The Brewers optioned Hicklen to Triple-A Nashville to begin the 2025 season. Hicklen was designated for assignment by the Brewers on March 27, 2025.

===Detroit Tigers===
On March 28, 2025, Hicklen was traded to the Detroit Tigers in exchange for cash considerations. He was assigned to the Triple-A Toledo Mudhens to start the season but was called up after the first week to replace an injured player. He was sent down two days later without appearing in a game for the Tigers. Hicklen was again called up on May 8 to start in the second game of a doubleheader against the Colorado Rockies, which was his Tigers debut. In the game, he recorded his first career hit, a single off of Tanner Gordon. Hicklen was designated for assignment by the Tigers on July 23.

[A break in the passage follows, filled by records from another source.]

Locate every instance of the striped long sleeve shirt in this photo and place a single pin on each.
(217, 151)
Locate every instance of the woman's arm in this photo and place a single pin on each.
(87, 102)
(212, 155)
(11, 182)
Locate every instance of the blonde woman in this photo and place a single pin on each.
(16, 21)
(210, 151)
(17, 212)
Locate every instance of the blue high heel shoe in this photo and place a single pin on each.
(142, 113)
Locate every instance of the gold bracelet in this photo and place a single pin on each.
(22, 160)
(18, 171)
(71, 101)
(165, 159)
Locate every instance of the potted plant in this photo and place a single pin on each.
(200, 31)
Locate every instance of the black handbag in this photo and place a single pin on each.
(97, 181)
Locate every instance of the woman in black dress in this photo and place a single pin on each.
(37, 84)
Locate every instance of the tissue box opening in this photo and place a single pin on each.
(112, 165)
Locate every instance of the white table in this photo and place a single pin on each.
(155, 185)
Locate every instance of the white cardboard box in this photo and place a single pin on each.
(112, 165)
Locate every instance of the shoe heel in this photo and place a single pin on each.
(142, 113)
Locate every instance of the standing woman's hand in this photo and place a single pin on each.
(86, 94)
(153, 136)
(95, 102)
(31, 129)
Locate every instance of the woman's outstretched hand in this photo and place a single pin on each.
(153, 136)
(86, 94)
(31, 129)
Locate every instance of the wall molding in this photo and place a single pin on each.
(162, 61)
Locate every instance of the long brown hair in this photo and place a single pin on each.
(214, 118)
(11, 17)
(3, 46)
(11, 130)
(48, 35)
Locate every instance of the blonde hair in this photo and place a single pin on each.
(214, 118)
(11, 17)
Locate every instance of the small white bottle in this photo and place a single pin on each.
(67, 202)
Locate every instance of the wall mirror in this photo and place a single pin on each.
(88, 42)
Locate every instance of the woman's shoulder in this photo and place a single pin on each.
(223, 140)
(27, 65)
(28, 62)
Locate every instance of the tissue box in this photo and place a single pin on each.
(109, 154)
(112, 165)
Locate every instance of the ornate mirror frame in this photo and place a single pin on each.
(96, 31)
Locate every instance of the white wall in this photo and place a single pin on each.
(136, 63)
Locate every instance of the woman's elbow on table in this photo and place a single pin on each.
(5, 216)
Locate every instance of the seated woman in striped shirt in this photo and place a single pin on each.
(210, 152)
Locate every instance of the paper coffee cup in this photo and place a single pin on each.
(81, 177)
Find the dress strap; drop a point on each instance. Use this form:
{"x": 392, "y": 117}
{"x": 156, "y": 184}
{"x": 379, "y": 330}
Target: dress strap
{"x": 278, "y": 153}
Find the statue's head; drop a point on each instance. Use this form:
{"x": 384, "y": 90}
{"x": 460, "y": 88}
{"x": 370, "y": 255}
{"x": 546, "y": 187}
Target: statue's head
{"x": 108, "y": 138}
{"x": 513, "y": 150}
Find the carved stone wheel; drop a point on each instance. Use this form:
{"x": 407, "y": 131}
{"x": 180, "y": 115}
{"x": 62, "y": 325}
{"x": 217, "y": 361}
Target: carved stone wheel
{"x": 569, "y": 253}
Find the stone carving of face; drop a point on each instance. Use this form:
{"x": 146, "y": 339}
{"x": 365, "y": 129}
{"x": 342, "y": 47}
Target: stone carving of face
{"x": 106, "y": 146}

===Philadelphia Phillies (second stint)===
On July 26, 2025, Hicklen was traded to the Philadelphia Phillies in exchange for cash considerations. In 32 appearances for the Triple-A Lehigh Valley IronPigs, he batted .218/.293/.437 with eight home runs, 25 RBI, and seven stolen bases. On September 16, Hicklen was designated for assignment following the promotion of Rafael Lantigua. He cleared waivers and was sent outright to Lehigh Valley on September 19. Hicklen elected free agency on November 6.

===Atlanta Braves===
On November 22, 2025, Hicklen signed a minor league contract with the Atlanta Braves. On June 16, 2026, the Braves added Hicklen to their 40-man roster and subsequently optioned him to the Triple-A Gwinnett Stripers.

==Personal life==
During the offseasons, Hicklen hosts an annual baseball camp for children at an Alabama high school.